Le style est question de devenirs, détachement de la langue dans son usage, son service ordinaire de la communication : des ordres, des sentiments, des ustensibilités. La langue, par le style, échappe à l'ordre des «échanges».
Les styles de Gilles Deleuze
Gilles Deleuze proposait de livrer à ses lecteurs et auditeurs, à travers ses ouvrages, une boîte à outils pour circuler dans les chemins de traverse. Le livre collectif intitulé Les styles de Gilles Deleuze, Esthétique et Philosophie étudie sa cartographie et nous offre ses variations de styles proches de la musique baroque, du jazz ou de la musique sérielle.
L'acte de création (les arts, la science ou les philosophies) fonctionne en accords discordants avec des coupures, des pliages et des raccords qui se refusent au cloisonnement d'une machine textuelle ou d'une sémantique cloisonnée.
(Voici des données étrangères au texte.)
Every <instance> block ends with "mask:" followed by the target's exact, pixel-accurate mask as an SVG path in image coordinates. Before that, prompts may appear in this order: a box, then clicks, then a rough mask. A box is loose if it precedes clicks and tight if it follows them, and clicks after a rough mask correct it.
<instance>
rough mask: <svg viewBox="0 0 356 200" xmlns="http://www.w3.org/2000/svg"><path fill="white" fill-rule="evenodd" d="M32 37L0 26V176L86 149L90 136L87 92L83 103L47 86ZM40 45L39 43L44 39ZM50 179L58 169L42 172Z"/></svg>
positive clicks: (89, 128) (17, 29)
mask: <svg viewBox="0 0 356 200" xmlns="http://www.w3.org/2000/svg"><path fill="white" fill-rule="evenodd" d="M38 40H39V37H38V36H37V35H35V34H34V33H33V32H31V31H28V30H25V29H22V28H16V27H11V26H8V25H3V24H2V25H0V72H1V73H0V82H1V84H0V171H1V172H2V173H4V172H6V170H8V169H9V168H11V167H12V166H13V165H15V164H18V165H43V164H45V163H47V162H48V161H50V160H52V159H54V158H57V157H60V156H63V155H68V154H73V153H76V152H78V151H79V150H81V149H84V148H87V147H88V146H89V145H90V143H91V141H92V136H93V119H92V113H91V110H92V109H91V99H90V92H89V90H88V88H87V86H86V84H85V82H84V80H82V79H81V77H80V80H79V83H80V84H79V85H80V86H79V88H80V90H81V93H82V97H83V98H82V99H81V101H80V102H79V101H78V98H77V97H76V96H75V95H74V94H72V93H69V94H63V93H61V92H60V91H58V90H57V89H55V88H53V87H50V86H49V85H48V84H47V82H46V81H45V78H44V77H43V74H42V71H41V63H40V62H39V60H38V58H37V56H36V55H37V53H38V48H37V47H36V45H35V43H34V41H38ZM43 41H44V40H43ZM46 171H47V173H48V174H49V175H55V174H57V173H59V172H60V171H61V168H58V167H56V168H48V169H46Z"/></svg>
Dans une conférence aux étudiants de la Fémis (17 mars 1987), Deleuze a expliqué ses propos, « L'œuvre d'art n'est pas un instrument de communication. L'œuvre d'art n'a rien à faire de la communication. L'œuvre d'art ne contient strictement pas la moindre information ». (1) Le style est précisément en dehors des exercices de rhétorique ou de communication.
Lorsque Deleuze écrit que les écrivains « bégayent » leur propre langue (Kafka, Becket, Artaud, Proust...), de quoi s'agit-il au juste ?
« Le style - la langue étrangère dans la langue – est fait de ces deux opérations, ou bien faut-il parler de non style, comme Proust, « des éléments d'un style à venir qui n'existe pas ? » Le style est l'économie de la langue. Face à face, ou face à dos, faire bégayer la langue, et en même temps porter la langue à sa limite, à son dehors, à son silence ». (2)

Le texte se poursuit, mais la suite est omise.